Nunca curti muito esta
história de BRICS. Como marketing,
reconheço, é fantástico, mas, vamos falar a verdade, há pouco em comum entre os
países que fazem parte do grupo, fora seu tamanho (já a África do Sul, que lá entrou
só para formar o plural, nem isso tem).
As discrepâncias são
enormes: a Rússia apresenta PIB per capita (já ajustado a diferença de custo de
vida) na casa de US$ 20 mil, seguida pelo Brasil com US$ 11 mil, mesmo nível da
África do Sul, enquanto China e Índia, bem mais pobres, têm PIB per capita na
faixa de US$ 8 mil e US$ 3 mil respectivamente.
Já o perfil demográfico
não poderia ser mais distinto: metade da população de Índia e África do Sul tem
menos de 25 anos, comparados a 38 anos no caso da Rússia e 34 anos na China (no
Brasil, no meio do caminho, metade da população tem menos de 29 anos). Temos, portanto, países jovens, países
envelhecidos e o Brasil no meio da sua transição demográfica.
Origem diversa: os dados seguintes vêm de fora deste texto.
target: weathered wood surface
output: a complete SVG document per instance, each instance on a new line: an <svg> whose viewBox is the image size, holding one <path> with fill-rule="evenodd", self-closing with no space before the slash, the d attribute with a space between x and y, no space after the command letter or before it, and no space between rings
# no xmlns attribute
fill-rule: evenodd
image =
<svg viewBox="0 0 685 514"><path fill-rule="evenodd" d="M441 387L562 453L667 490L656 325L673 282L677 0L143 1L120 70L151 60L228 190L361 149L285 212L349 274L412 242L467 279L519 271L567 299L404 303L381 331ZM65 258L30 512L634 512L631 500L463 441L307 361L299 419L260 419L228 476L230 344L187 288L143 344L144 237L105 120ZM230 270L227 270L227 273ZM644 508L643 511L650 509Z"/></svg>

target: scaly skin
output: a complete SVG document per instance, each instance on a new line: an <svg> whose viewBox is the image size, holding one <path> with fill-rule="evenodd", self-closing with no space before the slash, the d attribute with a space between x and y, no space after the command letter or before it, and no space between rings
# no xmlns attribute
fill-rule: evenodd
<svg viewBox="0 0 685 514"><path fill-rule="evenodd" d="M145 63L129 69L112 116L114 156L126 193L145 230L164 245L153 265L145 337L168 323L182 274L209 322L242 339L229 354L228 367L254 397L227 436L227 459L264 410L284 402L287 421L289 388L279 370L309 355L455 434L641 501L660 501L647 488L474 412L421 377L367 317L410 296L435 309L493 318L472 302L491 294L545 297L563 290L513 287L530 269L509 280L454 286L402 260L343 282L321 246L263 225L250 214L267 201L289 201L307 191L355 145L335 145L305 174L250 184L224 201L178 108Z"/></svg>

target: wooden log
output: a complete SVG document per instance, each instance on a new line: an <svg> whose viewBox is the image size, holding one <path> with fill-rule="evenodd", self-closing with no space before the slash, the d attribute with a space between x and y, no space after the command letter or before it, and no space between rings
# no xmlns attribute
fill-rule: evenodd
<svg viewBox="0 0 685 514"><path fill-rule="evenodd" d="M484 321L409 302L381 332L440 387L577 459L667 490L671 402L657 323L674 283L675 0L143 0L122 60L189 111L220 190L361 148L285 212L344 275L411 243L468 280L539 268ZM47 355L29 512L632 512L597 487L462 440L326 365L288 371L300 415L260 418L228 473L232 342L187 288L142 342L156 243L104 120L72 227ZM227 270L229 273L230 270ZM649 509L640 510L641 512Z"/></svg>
Do ponto de vista político
o grupo varia de democracias vibrantes a países autoritários, quando não
abertamente ditatoriais.
Por fim, ainda sem
esgotar o assunto, no que respeita ao comércio exterior falamos de países cujas
exportações se baseiam em commodities
(África do Sul, Brasil e Rússia) assim como de outros, cuja maior ênfase está em
manufaturas e, mesmo neste caso, o espectro vai de produtos tecnologicamente
simples, como têxteis, a sofisticados, como eletrônicos ou máquinas.
Em suma, o que une este
grupo não são suas afinidades econômicas (muito menos as culturais) e sim um
desejo de afirmar seu posicionamento na esfera global. A China, em particular,
guarda ambições hegemônicas, enquanto a Rússia, poder decadente, aferra-se a
seu antigo status de principal adversária
dos EUA.
Não por acaso, até
recentemente as reuniões do grupo geravam mais calor que luz, o que, cá entre
nós, não era de todo mau: a imprensa dava destaque, mas nada de particularmente
danoso costumava ocorrer.
Não se pode dizer o
mesmo da última reunião. Na semana passada em Fortaleza os dirigentes dos BRICS
aprovaram a criação de um fundo em comum para socorrer países em dificuldade,
assim como um novo banco de desenvolvimento, para concorrer respectivamente com
o Fundo Monetário Internacional e o Banco Mundial.
É, por um lado,
compreensível a frustração dos países emergentes acerca das dificuldades de
mudança na governança destas instituições: a mudança de seu peso econômico não
está refletida na estrutura de poder do FMI e Banco Mundial, apesar de longas
discussões a respeito. Daí, porém, à resolução de montar novas instituições,
duplicando o que estas já fazem, é um longo passo.
Digamos, por exemplo, que
um país, cujo pedido de crédito tenha sido rejeitado pelo FMI, bata à porta do
Fundo BRICS; quem estará disposto a tomar um risco de crédito já recusado pelo
FMI? Só se for por razões políticas, arriscando dinheiro do contribuinte para
tal.
Da mesma forma, alguém
realmente acredita que os critérios que orientariam potenciais empréstimos do BRICSbanco
serão apenas técnicos, ou – como sugerido pela experiência dos países que
compõem o grupo – que prevalecerão juízos políticos (geopolíticos inclusive)?
Se o problema fosse
realmente a esclerose da estrutura de governança das instituições de Bretton
Woods, os BRICS poderiam, em conjunto com outros países emergentes, achar
soluções diplomáticas para isto. Basta ter paciência e trabalhar de forma
persistente.
No caso, utilizou-se
como pretexto este problema para justificar a criação de estruturas de poder
que põem em risco o meu, o seu, o nosso dinheiro, para, em última análise, um
projeto de poder do qual o Brasil tem pouco a ganhar. Outro tanto dos recursos
públicos passarão a ser geridos fora do orçamento, agravando o quadro da
deterioração institucional do lado fiscal. Pagaremos caro por um pouco de marketing.